On macOS, none of the answers worked for me. I discovered that was due to differences in how sed works on macOS and other BSD systems compared to GNU.
In particular BSD sed takes the -i option but requires a suffix for the backup (but an empty suffix is permitted)
grep version from this answer.
grep -rl 'foo' ./ | LC_ALL=C xargs sed -i '' 's/foo/bar/g'
find version from this answer.
find . \( ! -regex '.*/\..*' \) -type f | LC_ALL=C xargs sed -i '' 's/foo/bar/g'
Don't omit the Regex to ignore . folders if you're in a Git repo. I realized that the hard way!
That LC_ALL=C option is to avoid getting sed: RE error: illegal byte sequence if sed finds a byte sequence that is not a valid UTF-8 character. That's another difference between BSD and GNU. Depending on the kind of files you are dealing with, you may not need it.
For some reason that is not clear to me, the grep version found more occurrences than the find one, which is why I recommend to use grep.
I know this is a really old question, but...

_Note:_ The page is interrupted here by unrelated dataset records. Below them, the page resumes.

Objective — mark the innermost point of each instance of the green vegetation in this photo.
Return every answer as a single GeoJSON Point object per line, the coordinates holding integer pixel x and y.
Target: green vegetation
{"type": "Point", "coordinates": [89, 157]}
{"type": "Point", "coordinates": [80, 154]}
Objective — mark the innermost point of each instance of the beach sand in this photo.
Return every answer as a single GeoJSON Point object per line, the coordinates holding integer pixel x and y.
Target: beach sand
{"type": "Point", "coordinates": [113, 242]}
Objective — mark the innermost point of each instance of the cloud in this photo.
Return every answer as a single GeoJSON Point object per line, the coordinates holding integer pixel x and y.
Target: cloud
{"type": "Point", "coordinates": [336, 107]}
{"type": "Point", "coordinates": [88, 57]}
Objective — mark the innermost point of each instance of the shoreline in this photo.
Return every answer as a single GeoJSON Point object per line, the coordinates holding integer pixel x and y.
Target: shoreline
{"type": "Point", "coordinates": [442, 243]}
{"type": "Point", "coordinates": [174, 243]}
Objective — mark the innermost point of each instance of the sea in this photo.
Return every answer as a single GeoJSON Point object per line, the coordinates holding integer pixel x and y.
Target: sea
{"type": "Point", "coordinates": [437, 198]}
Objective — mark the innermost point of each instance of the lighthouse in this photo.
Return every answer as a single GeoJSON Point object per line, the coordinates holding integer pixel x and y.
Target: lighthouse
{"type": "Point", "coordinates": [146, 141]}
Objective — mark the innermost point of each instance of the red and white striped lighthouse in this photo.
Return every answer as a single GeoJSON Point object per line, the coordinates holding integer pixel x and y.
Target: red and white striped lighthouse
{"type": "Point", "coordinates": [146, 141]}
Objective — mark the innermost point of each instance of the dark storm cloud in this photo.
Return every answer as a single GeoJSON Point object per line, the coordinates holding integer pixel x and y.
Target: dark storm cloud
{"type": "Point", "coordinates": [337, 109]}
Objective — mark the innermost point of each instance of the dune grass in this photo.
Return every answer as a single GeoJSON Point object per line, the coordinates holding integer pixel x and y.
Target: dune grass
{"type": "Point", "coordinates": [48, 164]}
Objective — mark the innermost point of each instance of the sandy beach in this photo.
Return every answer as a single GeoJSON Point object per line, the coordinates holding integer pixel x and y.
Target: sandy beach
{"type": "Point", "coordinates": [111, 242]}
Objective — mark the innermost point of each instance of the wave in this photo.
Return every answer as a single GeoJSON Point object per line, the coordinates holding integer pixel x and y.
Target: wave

#vehomzzz's answer uses find and xargs when the questions says explicitly grep and sed only.
#EmployedRussian and #BrooksMoses tried to say it was a dup of awk and sed, but it's not - again, the question explicitly says grep and sed only.
So here is my solution, assuming you are using Bash as your shell:
OLDIFS=$IFS
IFS=$'\n'
for f in `grep -rl a.example.com .` # Use -irl instead of -rl for case insensitive search
do
sed -i 's/a\.example\.com/b.example.com/g' $f # Use /gi instead of /g for case insensitive search
done
IFS=$OLDIFS
If you are using a different shell, such as Unix SHell, let me know and I will try to find a syntax adjustment.
P.S.: Here's a one-liner:
OLDIFS=$IFS;IFS=$'\n';for f in `grep -rl a.example.com .`;do sed -i 's/a\.example\.com/b.example.com/g' $f;done;IFS=$OLDIFS
Sources:
Bash: Iterating over lines in a variable
grep(1) - Linux man page
Official Grep Manual
sed(1) - Linux man page
Official sed Manual
For me works the next command:
find /path/to/dir -name "file.txt" | xargs sed -i 's/string_to_replace/new_string/g'
if string contains slash 'path/to/dir' it can be replace with another character to separate, like '#' instead '/'.
For example: 's#string/to/replace#new/string#g'
We can try using the more powerful ripgrep as
rg "BYE_BYE_TEXT" ./ --files-with-matches | xargs sed -i "s/BYE_BYE_TEXT/WELCOME_TEXT/g"
Because ripgrep is good at finding and sed is great at replacing.
it is much simpler than that.
for i in `find *` ; do sed -i -- 's/search string/target string/g' $i; done
find i => will iterate over all the files in the folder and in subfolders.
sed -i => will replace in the files the relevant string if exists.
Try this command:
/home/user/ directory - find ./ -type f \
-exec sed -i -e 's/a.example.com/b.example.com/g' {} \;
The command below will search all the files recursively whose name matches the search pattern and will replace the string:
find /path/to/searchdir/ -name "serachpatter" -type f | xargs sed -i 's/stringone/StrIngTwo/g'
Also if you want to limit the depth of recursion you can put the limits as well:
find /path/to/searchdir/ -name "serachpatter" -type f -maxdepth 4 -mindepth 2 | xargs sed -i 's/stringone/StrIngTwo/g'